The Pendle Witches main accusation had nowt to do with making herbal remedies, but rather to do with the making of 'pictures' (the old term for effigy magic), cursing, blighting and making magic in exchange for payment. A lot of romantic whitewashing goes on nowadays about witches of the past as though they were some sort of kindly old and misunderstood hippy herbalist helping out the locals! Magical practitioners of the past were generally neither good nor evil, they would curse a neighbour as happily as they would lift it, their 'cunning craft' was essentially a magical vocation embracing all sorts of skills, not all of them palatable to modern sensibilities! But hey, if it sells the cream, it's good spin...
 
The new Perfume is gorges.
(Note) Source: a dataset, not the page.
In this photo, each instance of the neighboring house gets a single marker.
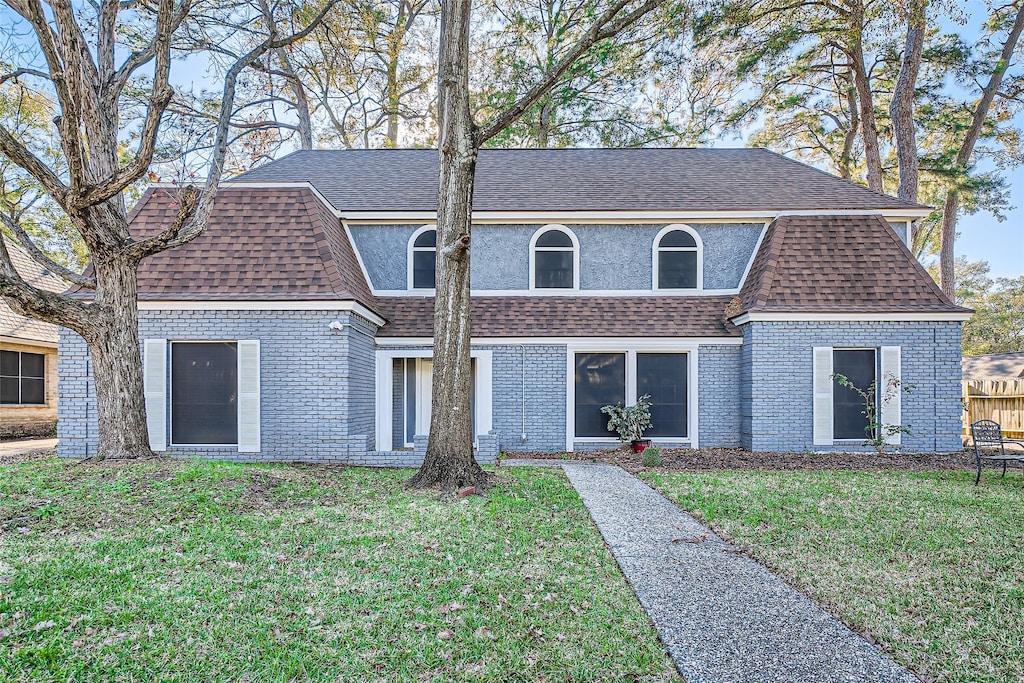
(28, 358)
(727, 284)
X :)
 
in the research we have done with the local historians they would have made ointments, balms and creams to sell at the local markets or as healing potions
 
in the research we have done with the local historians they would have made ointments, balms and creams to sell at the local markets or as healing potions

I know ointments were part of the trade of cunning folk, but my point is that this is not what got them in trouble all those years ago. Cunning folk often survived without any issues with the law (for a survey of this see the historian Owen Davies' book 'Popular Magic: Cunning Folk in English History'). This was the case with Demdike and her daughter Elizabeth Device, who the law had thus far turned a blind eye to. It was the actions of her daughter and her cursing (the cursing of the pin merchant and his subsequent collapse), that began the persecution (by which time her grandmother Demdike had been a know magical practitioner for 50+ years without any legal persecution). Even then, most of the accusations that exacerbated the problem were caused by counter accusations between two families, each accusing the other f more malevolent witchcraft. For a great overall survey of the incident see the Thomas Potts 'Wonderful Discovery' (biased but one of the very few main primary sources) and Joyce Froome's 'Wicked Enchantments' (written by the curator of the museum of witchcraft). My overall quibble was with not with the suggestion that they made ointments, rather it was with the suggestion that this is what got them in trouble all those years ago.